Organ przeprowadził analizę pod kątem jakości powietrza w 12 wybranych uzdrowiskach, wśród których znalazły się takie miejscowości jak Inowrocław, Ciechocinek, Busko-Zdrój, Kraków, Rabka-Zdrój, Szczawnica, Goczałkowice-Zdrój, Polanica-Zdrój, Kudowa-Zdrój, Szczawno-Zdrój, Ustroń oraz Cieplice.
Ku zdziwieniu wielu żadne z wymienionych miasteczek nie spełniało wymagań dotyczących stanu sanitarnego powietrza w momencie potwierdzenia ich statusu jako miejscowości uzdrowiskowych w latach 2018-2022. Dalsza część artykułu znajduje się pod galerią.
Przeczytaj także: Rewolucja w sanatoriach. Ci pacjenci będą mogli wyjechać na turnus. W Sejmie trwają prace
Fatalna jakość powietrza w uzdrowiskach. Co na to Ministerstwo Zdrowia?
Niestety okazuje się, iż Ministerstwo Zdrowia miało wówczas dostęp do owych informacji i mimo to zaakceptowało wydanie statusów uzdrowisk miejscowościom, które nie miały odpowiedniej jakości powietrza.
Z raportu Głównego Inspektora Ochrony Środowiska (GIOŚ) wynika, że jeszcze w 2021 r. przekroczenia norm obowiązujących dla szkodliwych substancji zawieszonych w powietrzu: PM10, PM2,5 i B(a)P wystąpiły odpowiednio w siedmiu, pięciu i 34 uzdrowiskach.

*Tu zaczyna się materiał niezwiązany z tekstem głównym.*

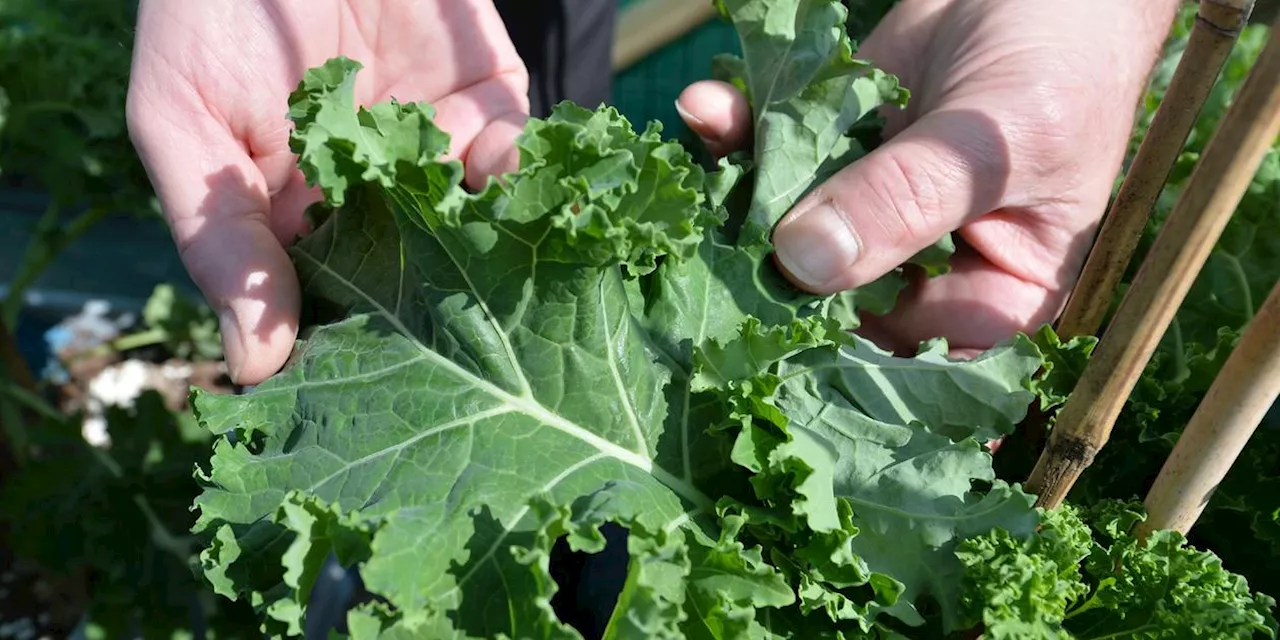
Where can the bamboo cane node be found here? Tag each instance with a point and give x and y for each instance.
(1073, 449)
(1226, 18)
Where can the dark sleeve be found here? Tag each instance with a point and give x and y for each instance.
(567, 48)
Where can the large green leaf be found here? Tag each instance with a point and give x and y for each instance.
(585, 341)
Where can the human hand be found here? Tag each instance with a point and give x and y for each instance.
(206, 105)
(1018, 123)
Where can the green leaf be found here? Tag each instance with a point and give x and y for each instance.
(484, 360)
(807, 91)
(912, 487)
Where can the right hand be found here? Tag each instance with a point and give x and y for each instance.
(206, 112)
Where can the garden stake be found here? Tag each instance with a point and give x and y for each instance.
(1215, 188)
(1214, 35)
(1225, 420)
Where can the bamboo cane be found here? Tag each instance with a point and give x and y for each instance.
(1217, 26)
(1214, 191)
(1225, 420)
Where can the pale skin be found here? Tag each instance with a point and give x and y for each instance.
(1018, 124)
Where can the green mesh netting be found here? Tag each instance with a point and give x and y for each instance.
(648, 90)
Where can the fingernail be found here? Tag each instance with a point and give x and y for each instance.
(233, 350)
(688, 117)
(699, 127)
(817, 246)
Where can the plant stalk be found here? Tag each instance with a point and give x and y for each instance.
(1215, 188)
(1223, 424)
(1217, 26)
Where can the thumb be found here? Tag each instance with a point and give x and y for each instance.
(216, 204)
(718, 113)
(942, 170)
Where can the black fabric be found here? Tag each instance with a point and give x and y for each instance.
(567, 48)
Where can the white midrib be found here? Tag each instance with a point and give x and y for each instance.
(526, 405)
(641, 443)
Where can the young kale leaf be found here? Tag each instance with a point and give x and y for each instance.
(592, 339)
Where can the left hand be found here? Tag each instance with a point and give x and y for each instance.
(1019, 118)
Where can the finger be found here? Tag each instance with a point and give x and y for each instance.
(718, 113)
(876, 214)
(974, 306)
(483, 123)
(215, 200)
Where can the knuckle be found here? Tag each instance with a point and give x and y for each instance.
(908, 197)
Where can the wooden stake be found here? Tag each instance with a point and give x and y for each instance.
(1225, 420)
(1217, 26)
(647, 26)
(1215, 188)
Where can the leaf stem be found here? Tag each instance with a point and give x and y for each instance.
(1212, 193)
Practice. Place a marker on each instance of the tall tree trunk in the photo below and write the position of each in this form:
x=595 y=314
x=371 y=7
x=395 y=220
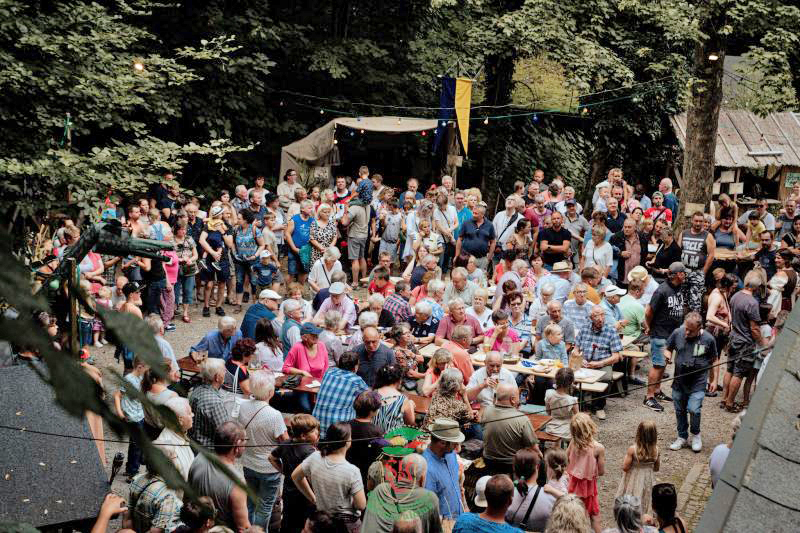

Niepokojąca jest zwłaszcza statystyka dotycząca benzopirenu, który jest związkiem rakotwórczym - czytamy na stronie nik.gov.pl.
Według NIK zignorowanie problemu zanieczyszczonego powietrza mogło i nadal może mieć negatywny wpływ na zdrowie kuracjuszy. W szczególności narażone są osoby, mające problem z układem oddechowym, krążenia oraz pacjenci zmagający się z powikłaniami po COVID-19. W ostatnim czasie w temacie wypowiedział się rzecznik resortu zdrowia.
Na razie uważamy sytuację za bezpieczną dla pacjentów, nawet jeżeli czasowo są przekroczenia w miesiącach zimowych, związanych z sezonem grzewczym. To nie odbiera wartości tym miejscom, całej infrastrukturze, która się tam znajduje, czy specyficznemu klimatowi - mówił Jakub Gołąb w rozmowie z TVN24.